The First Speaker comes back from his coronation war with a pitiful few prisoners, one of whom almost immediately expires from a magical/cursed disease. Acatl’s investigations lead him, once again, deep into politics in realms both human and divine. The plague is spreading, and Teomitl is clearly up to something that he isn’t talking about, so it will probably make things worse.
This is the conclusion (probably) to an interesting series set in a world most of us never really think much about. You might kind of need to shut your prejudices about the Aztecs off, but the world makes sense within itself (de Bodard had to do some reconstruction, since much of what is known about the Mexica is unreliable and much else is unknown), the characters, though alien enough to be thought-provoking, are interesting and, where necessary, likable, and it is a place and time unlike anything in western European fantasy.
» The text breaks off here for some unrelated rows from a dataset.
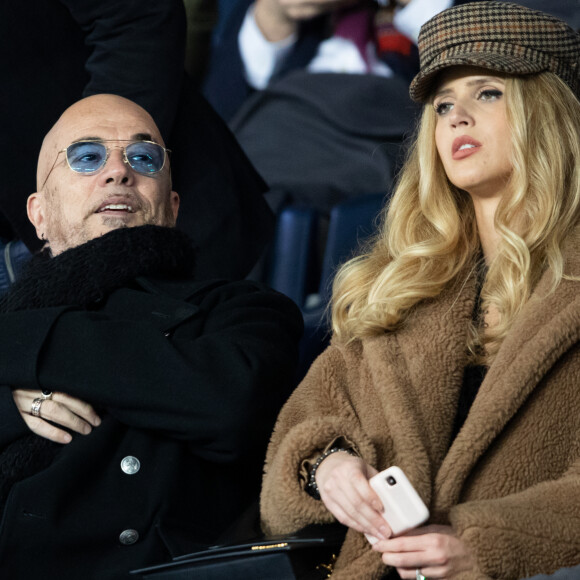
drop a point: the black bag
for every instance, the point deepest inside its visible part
(309, 554)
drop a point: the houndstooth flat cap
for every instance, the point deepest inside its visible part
(498, 36)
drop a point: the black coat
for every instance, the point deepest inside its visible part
(188, 377)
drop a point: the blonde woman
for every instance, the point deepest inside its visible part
(455, 337)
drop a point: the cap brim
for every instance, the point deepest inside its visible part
(423, 84)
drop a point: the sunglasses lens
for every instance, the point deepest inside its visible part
(86, 156)
(145, 157)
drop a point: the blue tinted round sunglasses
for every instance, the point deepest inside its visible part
(87, 157)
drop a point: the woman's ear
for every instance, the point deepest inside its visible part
(35, 210)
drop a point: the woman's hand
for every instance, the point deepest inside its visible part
(61, 409)
(435, 550)
(344, 488)
(278, 19)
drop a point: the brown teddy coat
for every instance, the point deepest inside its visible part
(509, 483)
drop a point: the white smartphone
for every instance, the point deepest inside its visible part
(403, 508)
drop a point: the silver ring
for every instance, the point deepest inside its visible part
(35, 409)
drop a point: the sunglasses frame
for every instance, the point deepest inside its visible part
(129, 142)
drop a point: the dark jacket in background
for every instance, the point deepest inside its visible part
(187, 376)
Highly recommended, though you want to start with Servant of the Underworld.
Kris Longknife: Deserter by Mike Shepherd
Re-read. Originally written up here
An Accidental Goddess by Linnea Sinclair
Re-read. Original here.
I would make one addition to that write-up: there’s something that happens towards the end of the book that now sort of annoys me; I don’t think it’s necessary and if I were writing the book I’d take it out. YMMV. Still recommended.